United StatesUnited States Bach, The Goldberg Variations: Simone Dinnerstein (piano), Pam Tanowitz (choreography), Alexander Kasser Theater, Montclair State University, Montclair, New Jersey, 22.10.2017. (KG)

J.S. Bach – The Goldberg Variations

At this point in history, some 375 years after Bach’s Goldberg Variations, few scholars hold on to the notion that the composition was written at the behest of an insomniac count who wanted something to lull him to sleep. Nevertheless, it makes for such a good story that some still cling to it. In 2015 at Manhattan’s Park Avenue Armory, in a softly lit environment designed by Marina Abramovic, pianist Igor Levit played the variations to an audience invited to have a half-hour nap beforehand.

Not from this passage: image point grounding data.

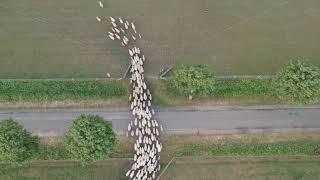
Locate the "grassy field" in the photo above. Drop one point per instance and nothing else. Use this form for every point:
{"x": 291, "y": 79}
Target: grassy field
{"x": 57, "y": 39}
{"x": 305, "y": 168}
{"x": 185, "y": 168}
{"x": 283, "y": 156}
{"x": 266, "y": 144}
{"x": 100, "y": 94}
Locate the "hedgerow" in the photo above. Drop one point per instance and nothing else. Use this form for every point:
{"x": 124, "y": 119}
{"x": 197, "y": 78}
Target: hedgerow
{"x": 90, "y": 138}
{"x": 298, "y": 81}
{"x": 15, "y": 90}
{"x": 191, "y": 80}
{"x": 16, "y": 143}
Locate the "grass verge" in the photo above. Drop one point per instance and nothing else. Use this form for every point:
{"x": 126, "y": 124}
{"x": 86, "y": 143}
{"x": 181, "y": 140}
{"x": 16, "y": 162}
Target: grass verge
{"x": 268, "y": 144}
{"x": 100, "y": 94}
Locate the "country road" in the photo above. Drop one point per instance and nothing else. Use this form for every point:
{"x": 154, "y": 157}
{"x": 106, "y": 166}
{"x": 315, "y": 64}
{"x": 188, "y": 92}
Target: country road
{"x": 54, "y": 122}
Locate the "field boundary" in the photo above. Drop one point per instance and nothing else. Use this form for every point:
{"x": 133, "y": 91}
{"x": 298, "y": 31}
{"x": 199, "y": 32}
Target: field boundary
{"x": 148, "y": 77}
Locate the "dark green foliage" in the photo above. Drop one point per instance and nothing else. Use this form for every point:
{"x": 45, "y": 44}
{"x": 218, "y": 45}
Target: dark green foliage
{"x": 299, "y": 81}
{"x": 12, "y": 90}
{"x": 89, "y": 138}
{"x": 16, "y": 143}
{"x": 250, "y": 149}
{"x": 243, "y": 88}
{"x": 191, "y": 80}
{"x": 52, "y": 152}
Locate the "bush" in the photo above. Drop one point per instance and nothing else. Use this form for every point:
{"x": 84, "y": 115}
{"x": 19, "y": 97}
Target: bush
{"x": 89, "y": 138}
{"x": 16, "y": 143}
{"x": 15, "y": 90}
{"x": 191, "y": 80}
{"x": 243, "y": 88}
{"x": 299, "y": 81}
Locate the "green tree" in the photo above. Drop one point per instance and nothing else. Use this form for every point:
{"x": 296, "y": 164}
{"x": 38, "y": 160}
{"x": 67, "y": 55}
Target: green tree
{"x": 89, "y": 138}
{"x": 298, "y": 81}
{"x": 191, "y": 80}
{"x": 16, "y": 143}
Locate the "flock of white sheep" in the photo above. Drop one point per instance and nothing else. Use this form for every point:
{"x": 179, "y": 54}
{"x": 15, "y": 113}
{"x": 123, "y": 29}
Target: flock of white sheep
{"x": 145, "y": 129}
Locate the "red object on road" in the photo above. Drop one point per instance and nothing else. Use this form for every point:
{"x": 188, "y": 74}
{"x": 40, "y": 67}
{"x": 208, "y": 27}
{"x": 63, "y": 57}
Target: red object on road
{"x": 198, "y": 132}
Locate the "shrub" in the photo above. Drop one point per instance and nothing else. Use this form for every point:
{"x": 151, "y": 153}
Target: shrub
{"x": 89, "y": 138}
{"x": 15, "y": 90}
{"x": 243, "y": 88}
{"x": 299, "y": 81}
{"x": 191, "y": 80}
{"x": 16, "y": 143}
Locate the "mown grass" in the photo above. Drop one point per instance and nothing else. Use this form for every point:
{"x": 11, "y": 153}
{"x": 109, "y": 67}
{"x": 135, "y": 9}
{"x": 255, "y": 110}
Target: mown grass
{"x": 55, "y": 39}
{"x": 248, "y": 168}
{"x": 42, "y": 90}
{"x": 100, "y": 94}
{"x": 224, "y": 92}
{"x": 268, "y": 144}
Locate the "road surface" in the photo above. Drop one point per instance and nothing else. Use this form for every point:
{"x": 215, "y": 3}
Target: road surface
{"x": 180, "y": 120}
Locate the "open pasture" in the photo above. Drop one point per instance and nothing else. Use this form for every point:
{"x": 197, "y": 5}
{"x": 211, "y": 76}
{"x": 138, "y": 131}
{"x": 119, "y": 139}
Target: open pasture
{"x": 61, "y": 39}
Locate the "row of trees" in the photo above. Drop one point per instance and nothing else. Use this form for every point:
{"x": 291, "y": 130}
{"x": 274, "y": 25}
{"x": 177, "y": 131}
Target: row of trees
{"x": 88, "y": 139}
{"x": 298, "y": 81}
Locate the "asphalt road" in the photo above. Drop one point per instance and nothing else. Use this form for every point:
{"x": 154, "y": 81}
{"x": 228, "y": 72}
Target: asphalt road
{"x": 180, "y": 120}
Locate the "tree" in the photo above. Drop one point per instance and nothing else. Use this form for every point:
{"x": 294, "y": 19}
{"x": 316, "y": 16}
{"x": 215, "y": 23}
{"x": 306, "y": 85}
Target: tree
{"x": 16, "y": 143}
{"x": 89, "y": 138}
{"x": 191, "y": 80}
{"x": 298, "y": 81}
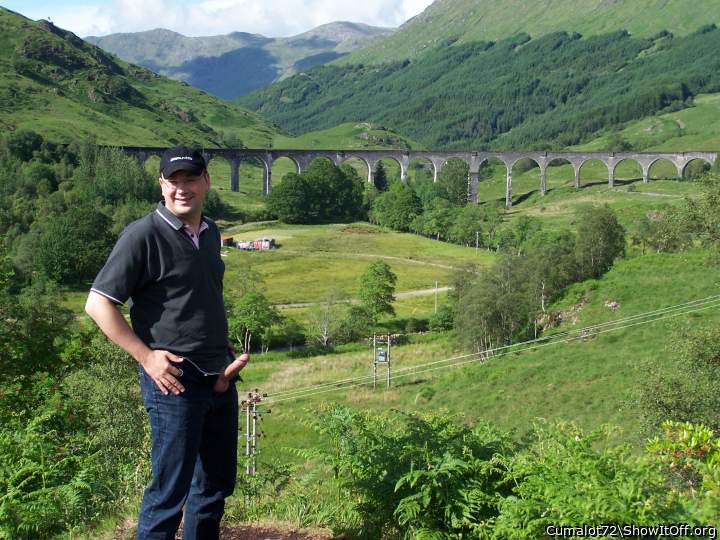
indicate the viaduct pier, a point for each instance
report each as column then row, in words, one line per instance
column 436, row 160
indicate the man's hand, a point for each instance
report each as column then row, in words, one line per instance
column 158, row 365
column 223, row 381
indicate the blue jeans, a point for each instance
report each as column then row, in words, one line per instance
column 194, row 457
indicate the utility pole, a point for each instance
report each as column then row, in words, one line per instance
column 381, row 355
column 252, row 415
column 374, row 361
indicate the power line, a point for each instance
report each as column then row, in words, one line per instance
column 514, row 345
column 494, row 351
column 534, row 344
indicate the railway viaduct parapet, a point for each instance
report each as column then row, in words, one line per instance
column 436, row 160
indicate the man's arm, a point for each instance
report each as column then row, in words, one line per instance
column 157, row 364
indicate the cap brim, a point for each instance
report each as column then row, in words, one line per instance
column 192, row 168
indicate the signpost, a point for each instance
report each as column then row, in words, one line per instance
column 381, row 355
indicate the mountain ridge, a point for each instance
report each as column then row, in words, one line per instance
column 233, row 64
column 464, row 21
column 53, row 82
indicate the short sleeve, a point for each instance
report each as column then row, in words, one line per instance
column 123, row 269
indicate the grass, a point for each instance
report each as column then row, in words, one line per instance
column 591, row 382
column 314, row 261
column 485, row 20
column 694, row 128
column 350, row 136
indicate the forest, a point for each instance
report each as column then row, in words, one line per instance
column 519, row 93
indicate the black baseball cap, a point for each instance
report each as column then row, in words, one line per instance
column 182, row 158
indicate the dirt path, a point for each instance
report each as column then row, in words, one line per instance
column 405, row 294
column 264, row 532
column 252, row 531
column 368, row 256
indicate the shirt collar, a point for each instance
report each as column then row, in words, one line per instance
column 174, row 221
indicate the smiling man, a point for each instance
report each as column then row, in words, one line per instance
column 168, row 265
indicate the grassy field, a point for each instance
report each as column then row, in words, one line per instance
column 591, row 381
column 313, row 262
column 695, row 128
column 350, row 136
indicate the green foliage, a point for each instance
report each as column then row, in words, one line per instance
column 75, row 451
column 688, row 390
column 691, row 455
column 556, row 90
column 510, row 300
column 376, row 289
column 251, row 316
column 701, row 212
column 322, row 193
column 442, row 320
column 72, row 247
column 380, row 177
column 34, row 326
column 601, row 240
column 358, row 323
column 566, row 477
column 377, row 461
column 396, row 208
column 431, row 477
column 454, row 180
column 663, row 231
column 213, row 206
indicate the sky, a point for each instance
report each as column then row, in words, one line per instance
column 272, row 18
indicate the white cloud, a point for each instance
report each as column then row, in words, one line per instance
column 211, row 17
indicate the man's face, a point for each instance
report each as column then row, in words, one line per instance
column 184, row 193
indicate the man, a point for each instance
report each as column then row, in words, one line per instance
column 168, row 264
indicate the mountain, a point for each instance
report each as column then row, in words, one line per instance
column 53, row 82
column 234, row 64
column 464, row 21
column 554, row 91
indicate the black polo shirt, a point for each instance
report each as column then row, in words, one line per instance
column 176, row 289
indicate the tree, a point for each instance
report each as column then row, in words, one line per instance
column 251, row 316
column 454, row 180
column 397, row 207
column 291, row 200
column 376, row 289
column 73, row 246
column 601, row 240
column 494, row 308
column 468, row 226
column 322, row 193
column 687, row 389
column 438, row 218
column 701, row 213
column 324, row 321
column 380, row 177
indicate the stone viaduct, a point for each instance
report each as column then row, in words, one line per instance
column 303, row 158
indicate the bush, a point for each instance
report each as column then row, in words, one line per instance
column 442, row 320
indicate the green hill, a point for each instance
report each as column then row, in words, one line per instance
column 551, row 92
column 465, row 21
column 58, row 85
column 696, row 128
column 235, row 64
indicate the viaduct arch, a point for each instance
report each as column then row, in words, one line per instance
column 303, row 158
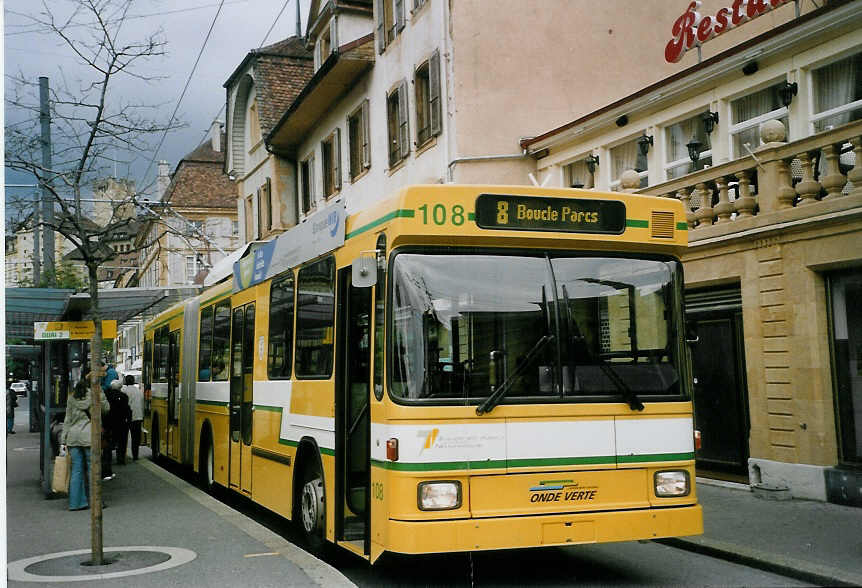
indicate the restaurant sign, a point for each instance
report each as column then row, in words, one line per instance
column 693, row 29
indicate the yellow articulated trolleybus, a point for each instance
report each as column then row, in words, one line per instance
column 459, row 368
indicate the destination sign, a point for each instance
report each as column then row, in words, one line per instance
column 536, row 213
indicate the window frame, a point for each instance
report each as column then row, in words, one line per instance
column 426, row 81
column 397, row 124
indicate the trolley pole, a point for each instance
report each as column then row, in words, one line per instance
column 47, row 201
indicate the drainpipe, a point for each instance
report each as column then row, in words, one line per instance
column 478, row 158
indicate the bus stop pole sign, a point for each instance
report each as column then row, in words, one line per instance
column 72, row 330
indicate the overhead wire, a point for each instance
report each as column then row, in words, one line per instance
column 182, row 95
column 265, row 37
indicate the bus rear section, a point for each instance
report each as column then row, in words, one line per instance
column 536, row 397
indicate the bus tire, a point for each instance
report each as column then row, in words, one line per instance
column 206, row 462
column 154, row 440
column 312, row 508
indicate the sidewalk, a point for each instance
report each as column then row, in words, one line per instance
column 153, row 509
column 813, row 541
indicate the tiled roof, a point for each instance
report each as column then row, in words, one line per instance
column 200, row 182
column 279, row 82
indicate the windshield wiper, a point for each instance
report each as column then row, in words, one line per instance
column 495, row 398
column 576, row 336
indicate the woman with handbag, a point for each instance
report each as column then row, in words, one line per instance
column 76, row 438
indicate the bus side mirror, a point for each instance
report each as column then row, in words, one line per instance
column 691, row 335
column 364, row 274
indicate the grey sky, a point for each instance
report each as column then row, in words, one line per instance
column 240, row 27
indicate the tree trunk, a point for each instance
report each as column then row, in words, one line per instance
column 97, row 555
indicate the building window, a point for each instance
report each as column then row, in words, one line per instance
column 428, row 99
column 837, row 93
column 306, row 184
column 396, row 114
column 845, row 293
column 577, row 175
column 677, row 138
column 628, row 156
column 193, row 267
column 748, row 113
column 330, row 158
column 390, row 21
column 358, row 134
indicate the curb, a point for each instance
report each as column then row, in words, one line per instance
column 770, row 562
column 320, row 572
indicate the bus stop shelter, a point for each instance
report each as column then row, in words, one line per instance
column 59, row 361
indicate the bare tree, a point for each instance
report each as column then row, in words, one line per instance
column 95, row 130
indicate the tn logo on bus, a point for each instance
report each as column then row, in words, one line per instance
column 561, row 491
column 430, row 436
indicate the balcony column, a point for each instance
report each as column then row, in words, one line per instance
column 808, row 189
column 704, row 213
column 745, row 204
column 855, row 174
column 685, row 197
column 833, row 180
column 785, row 192
column 724, row 209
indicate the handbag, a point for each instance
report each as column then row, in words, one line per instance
column 60, row 479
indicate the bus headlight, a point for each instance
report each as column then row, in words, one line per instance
column 439, row 495
column 672, row 483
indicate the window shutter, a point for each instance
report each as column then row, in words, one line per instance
column 336, row 159
column 381, row 33
column 403, row 135
column 333, row 35
column 366, row 136
column 399, row 15
column 434, row 93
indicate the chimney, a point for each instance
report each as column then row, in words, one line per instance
column 215, row 135
column 164, row 179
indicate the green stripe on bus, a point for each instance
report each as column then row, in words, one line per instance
column 655, row 457
column 400, row 213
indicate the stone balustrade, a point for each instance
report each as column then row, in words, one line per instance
column 777, row 177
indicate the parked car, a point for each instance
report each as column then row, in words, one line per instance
column 20, row 388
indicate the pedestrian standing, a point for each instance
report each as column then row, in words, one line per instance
column 76, row 439
column 11, row 403
column 120, row 418
column 136, row 405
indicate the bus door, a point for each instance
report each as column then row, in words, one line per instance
column 174, row 394
column 241, row 375
column 353, row 419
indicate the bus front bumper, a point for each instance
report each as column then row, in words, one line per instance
column 414, row 537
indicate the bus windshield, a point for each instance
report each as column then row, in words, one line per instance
column 546, row 327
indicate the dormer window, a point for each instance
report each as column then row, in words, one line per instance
column 390, row 22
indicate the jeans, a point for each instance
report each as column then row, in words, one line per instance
column 78, row 480
column 136, row 438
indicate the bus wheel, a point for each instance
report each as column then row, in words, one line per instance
column 154, row 441
column 312, row 509
column 206, row 465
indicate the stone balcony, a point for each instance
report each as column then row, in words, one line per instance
column 782, row 184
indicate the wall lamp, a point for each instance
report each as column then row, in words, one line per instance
column 644, row 142
column 710, row 119
column 786, row 92
column 694, row 149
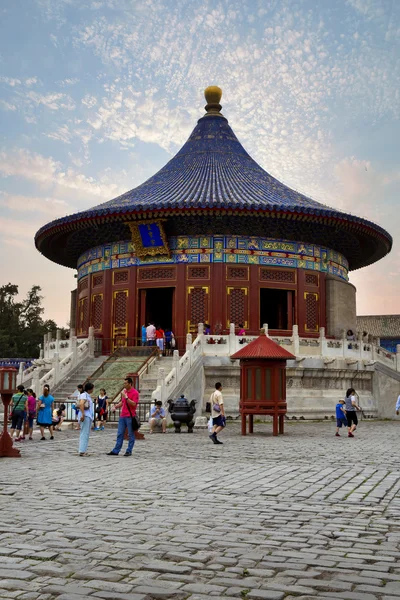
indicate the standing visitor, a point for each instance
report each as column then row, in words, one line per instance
column 102, row 409
column 19, row 406
column 217, row 413
column 160, row 339
column 351, row 407
column 128, row 403
column 86, row 416
column 340, row 417
column 151, row 334
column 75, row 396
column 31, row 407
column 158, row 416
column 45, row 412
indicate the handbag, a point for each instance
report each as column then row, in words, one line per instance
column 136, row 424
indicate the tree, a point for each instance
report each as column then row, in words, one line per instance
column 21, row 323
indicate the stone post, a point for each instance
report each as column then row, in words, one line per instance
column 189, row 347
column 175, row 359
column 232, row 339
column 56, row 367
column 74, row 350
column 58, row 339
column 91, row 342
column 296, row 340
column 20, row 373
column 35, row 382
column 322, row 341
column 161, row 383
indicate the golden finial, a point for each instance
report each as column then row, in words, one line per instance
column 213, row 95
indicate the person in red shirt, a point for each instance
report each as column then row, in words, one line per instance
column 160, row 335
column 129, row 397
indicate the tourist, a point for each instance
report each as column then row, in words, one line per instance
column 19, row 407
column 351, row 407
column 217, row 413
column 58, row 417
column 160, row 339
column 169, row 341
column 158, row 417
column 340, row 417
column 151, row 334
column 76, row 396
column 101, row 409
column 31, row 408
column 86, row 416
column 45, row 412
column 128, row 403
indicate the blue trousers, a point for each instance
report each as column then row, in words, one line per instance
column 123, row 423
column 84, row 434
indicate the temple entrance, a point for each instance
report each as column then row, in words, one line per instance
column 156, row 306
column 276, row 308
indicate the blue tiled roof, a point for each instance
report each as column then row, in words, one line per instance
column 212, row 171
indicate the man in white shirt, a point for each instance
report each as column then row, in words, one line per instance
column 151, row 334
column 217, row 413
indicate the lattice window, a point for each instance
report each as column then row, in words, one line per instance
column 311, row 279
column 237, row 301
column 198, row 305
column 83, row 284
column 97, row 311
column 97, row 280
column 237, row 273
column 198, row 273
column 312, row 321
column 156, row 273
column 83, row 315
column 120, row 306
column 276, row 275
column 120, row 276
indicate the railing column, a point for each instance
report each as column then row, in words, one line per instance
column 296, row 340
column 91, row 342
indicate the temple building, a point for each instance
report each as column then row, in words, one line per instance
column 212, row 238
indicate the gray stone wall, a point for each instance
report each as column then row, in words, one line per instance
column 340, row 306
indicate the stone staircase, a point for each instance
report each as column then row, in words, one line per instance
column 68, row 387
column 148, row 382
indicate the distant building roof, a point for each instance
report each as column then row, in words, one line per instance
column 383, row 326
column 212, row 184
column 263, row 347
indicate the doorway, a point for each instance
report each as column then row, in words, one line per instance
column 274, row 308
column 156, row 306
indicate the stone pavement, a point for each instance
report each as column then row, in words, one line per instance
column 306, row 515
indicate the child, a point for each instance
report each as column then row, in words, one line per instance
column 102, row 409
column 340, row 417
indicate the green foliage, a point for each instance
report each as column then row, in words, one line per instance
column 21, row 323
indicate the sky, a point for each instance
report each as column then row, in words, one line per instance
column 97, row 95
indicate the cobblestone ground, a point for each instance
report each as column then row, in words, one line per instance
column 306, row 515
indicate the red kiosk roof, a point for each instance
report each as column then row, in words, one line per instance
column 263, row 347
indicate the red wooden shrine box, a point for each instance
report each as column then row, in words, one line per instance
column 263, row 382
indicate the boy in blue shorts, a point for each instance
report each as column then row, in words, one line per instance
column 341, row 420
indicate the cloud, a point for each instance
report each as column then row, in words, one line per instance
column 53, row 101
column 50, row 174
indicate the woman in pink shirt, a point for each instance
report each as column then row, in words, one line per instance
column 128, row 403
column 31, row 411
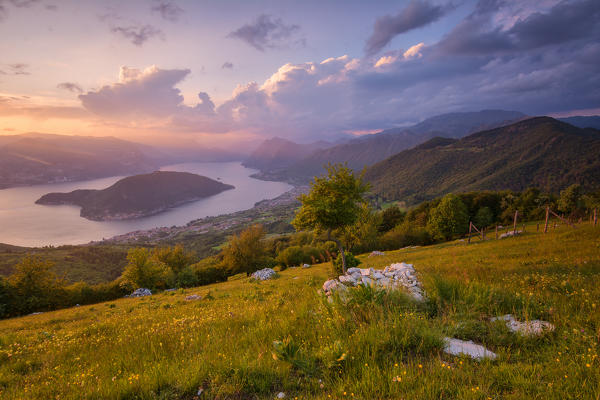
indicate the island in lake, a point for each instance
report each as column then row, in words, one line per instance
column 138, row 196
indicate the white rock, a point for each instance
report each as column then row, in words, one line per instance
column 264, row 274
column 377, row 275
column 457, row 347
column 527, row 328
column 367, row 281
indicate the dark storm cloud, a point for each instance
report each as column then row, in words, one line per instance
column 417, row 13
column 137, row 34
column 566, row 21
column 266, row 32
column 168, row 10
column 70, row 86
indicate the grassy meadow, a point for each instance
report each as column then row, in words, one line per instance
column 248, row 340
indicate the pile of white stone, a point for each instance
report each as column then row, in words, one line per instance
column 394, row 276
column 141, row 292
column 264, row 274
column 527, row 328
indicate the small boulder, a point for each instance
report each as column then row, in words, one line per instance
column 456, row 347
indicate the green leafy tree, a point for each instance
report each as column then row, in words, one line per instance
column 146, row 271
column 484, row 217
column 390, row 217
column 36, row 286
column 449, row 218
column 174, row 257
column 333, row 204
column 247, row 251
column 570, row 200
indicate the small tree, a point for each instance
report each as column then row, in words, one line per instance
column 449, row 218
column 35, row 285
column 246, row 252
column 570, row 200
column 333, row 203
column 146, row 271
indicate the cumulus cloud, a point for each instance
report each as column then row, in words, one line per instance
column 168, row 10
column 267, row 32
column 137, row 34
column 498, row 65
column 70, row 86
column 416, row 14
column 15, row 69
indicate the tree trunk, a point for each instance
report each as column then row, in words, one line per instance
column 340, row 248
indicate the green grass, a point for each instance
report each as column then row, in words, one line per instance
column 379, row 345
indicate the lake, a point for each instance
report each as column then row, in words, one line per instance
column 24, row 223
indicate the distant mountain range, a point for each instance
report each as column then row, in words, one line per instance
column 583, row 122
column 369, row 149
column 279, row 153
column 541, row 152
column 138, row 196
column 37, row 158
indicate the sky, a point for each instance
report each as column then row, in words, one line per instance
column 235, row 71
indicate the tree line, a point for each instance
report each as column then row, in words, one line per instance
column 334, row 222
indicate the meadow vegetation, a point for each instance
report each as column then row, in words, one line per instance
column 247, row 339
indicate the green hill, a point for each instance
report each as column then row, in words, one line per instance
column 540, row 152
column 370, row 149
column 380, row 346
column 138, row 196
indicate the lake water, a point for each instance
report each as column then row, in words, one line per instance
column 24, row 223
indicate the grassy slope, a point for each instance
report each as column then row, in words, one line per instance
column 165, row 347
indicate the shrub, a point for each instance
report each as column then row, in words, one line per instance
column 146, row 271
column 449, row 218
column 351, row 262
column 406, row 234
column 246, row 252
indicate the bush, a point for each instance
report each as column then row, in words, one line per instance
column 449, row 218
column 404, row 235
column 246, row 252
column 296, row 255
column 146, row 271
column 351, row 262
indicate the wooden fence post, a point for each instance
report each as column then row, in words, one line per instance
column 469, row 240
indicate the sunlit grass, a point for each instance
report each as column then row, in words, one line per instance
column 377, row 346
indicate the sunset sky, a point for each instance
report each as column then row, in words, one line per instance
column 227, row 71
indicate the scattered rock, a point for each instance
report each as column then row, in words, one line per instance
column 457, row 347
column 393, row 276
column 264, row 274
column 141, row 292
column 527, row 328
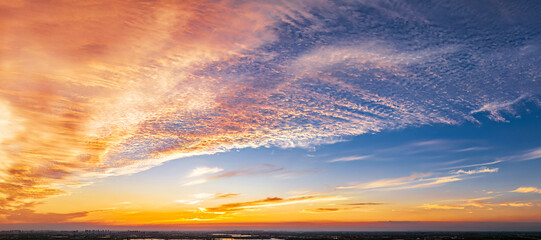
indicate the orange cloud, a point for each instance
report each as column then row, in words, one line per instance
column 527, row 190
column 80, row 82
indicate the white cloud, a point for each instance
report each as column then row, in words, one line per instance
column 476, row 171
column 204, row 170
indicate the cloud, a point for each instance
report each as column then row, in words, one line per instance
column 474, row 165
column 350, row 158
column 496, row 108
column 527, row 190
column 257, row 170
column 95, row 89
column 204, row 170
column 416, row 180
column 531, row 154
column 469, row 149
column 364, row 204
column 477, row 171
column 25, row 215
column 272, row 202
column 437, row 206
column 385, row 183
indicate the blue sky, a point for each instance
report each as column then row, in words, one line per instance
column 163, row 113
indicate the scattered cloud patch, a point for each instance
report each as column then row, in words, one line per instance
column 350, row 158
column 527, row 190
column 476, row 171
column 204, row 170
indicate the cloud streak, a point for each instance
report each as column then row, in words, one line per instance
column 127, row 85
column 350, row 158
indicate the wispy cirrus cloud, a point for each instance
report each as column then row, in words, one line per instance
column 256, row 170
column 476, row 171
column 417, row 180
column 204, row 170
column 272, row 202
column 349, row 158
column 126, row 86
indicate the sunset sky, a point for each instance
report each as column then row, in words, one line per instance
column 357, row 115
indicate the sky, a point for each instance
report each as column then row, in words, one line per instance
column 327, row 115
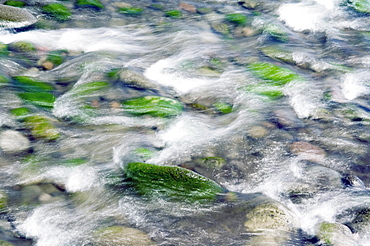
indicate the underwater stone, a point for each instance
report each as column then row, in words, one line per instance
column 155, row 106
column 90, row 4
column 16, row 15
column 21, row 46
column 170, row 182
column 121, row 235
column 57, row 11
column 335, row 234
column 274, row 74
column 42, row 128
column 13, row 142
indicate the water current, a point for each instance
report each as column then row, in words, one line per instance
column 275, row 109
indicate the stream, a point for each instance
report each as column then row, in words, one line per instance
column 268, row 99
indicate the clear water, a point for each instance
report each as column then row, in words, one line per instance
column 328, row 107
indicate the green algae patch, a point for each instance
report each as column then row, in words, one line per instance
column 176, row 14
column 28, row 83
column 273, row 74
column 57, row 11
column 224, row 108
column 238, row 19
column 40, row 99
column 155, row 106
column 90, row 4
column 130, row 10
column 362, row 6
column 41, row 127
column 14, row 3
column 170, row 182
column 91, row 87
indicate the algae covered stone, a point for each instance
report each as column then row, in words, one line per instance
column 153, row 105
column 170, row 182
column 57, row 11
column 42, row 127
column 272, row 73
column 121, row 235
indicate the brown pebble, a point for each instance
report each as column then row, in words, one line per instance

On the other hand, Brooklyn-born pianist Simone Dinnerstein’s staging, created with choreographer Pam Tanowitz and entitled New Work for Goldberg Variations, suggested anything but slumber. With stage lighting changing through the course of the 90 minutes (presented without interval) and seven dancers circling the piano in Tanowitz’s bustling choreography, Bach’s masterpiece turned into what felt like more of a full day’s activity than a full night’s sleep.

Seen here at Montclair State University, and part of MSU’s Peak Performances series (this year dedicated to works by women), the collaboration received its premiere at Duke University earlier in October, and later toured to Boston, Pennsylvania, and Florida.

The evening began in darkness: As Dinnerstein played the opening aria, a single spotlight gradually focused the eye in the dimness. The dancers—dressed in multi-tone pastel tunics, as opposed to the pianist’s concert black—seemed to materialize out of the air as they stepped into the soft light. They stood motionless for a few seconds before taking unison steps away from the piano and off the stage again. They returned and left again, in duo and trio (there were seven in all), stepping purposefully to Bach’s metered phrases.

A few variations in, the lights brightened, and Dinnerstein increased the tempo, hurrying the dancers in the process. It was tempting to think one had lapsed into a dream state but no, rather than a linear concept, the pianist offered pacing, structure, and phraseology, accompanied by the dull thuds of shoeless feet meshing with Bach’s melodies.

Dinnerstein’s playing was nothing short of spectacular. She first came to acclaim in 2007 with a recording of the Goldbergs (after playing them for six years) and the music certainly hasn’t faded from her memory. If it seems superfluous for another pianist to record a centuries-old masterpiece, hearing either her recording (on Naxos) or live in 2017 makes one realize that old works can still be owned anew.

At Montclair State, she played through many of the sections with barely a pause. Yet she was unhurried, giving each variation its own space to occupy—caring for each one while it was present, and then embracing the next. Though she played them as a set, each variation received its own singularity.

The dancers promenaded around her in various formations, or busied themselves behind and beside her. Around midpoint, they broke into two groups and formed archways out of arms and torsos, as if to mimic Bach’s great architecture, meant to pay homage to the glory of God’s creation. But then they quickly pulled apart, because of course, no human can make such a tower. After all, isn’t that part of the point of Bach’s music.

With all the lights and commotion, it would have been impossible for anyone to go to sleep. Certainly back in the day, Count Kaiserling, who commissioned the variations, would have found the dancers disquieting. But would he have been sitting up in his bed, bouncing along with a smile across his face? What is it to have something to look at? Is it a distraction? Or does it help to focus the ear to have the eye occupied? The final iteration of the theme came under a pale yellow light with all the dancers onstage, and busied the mind in ways unlike Bach usually does, like gazing at a sunset after a busy day.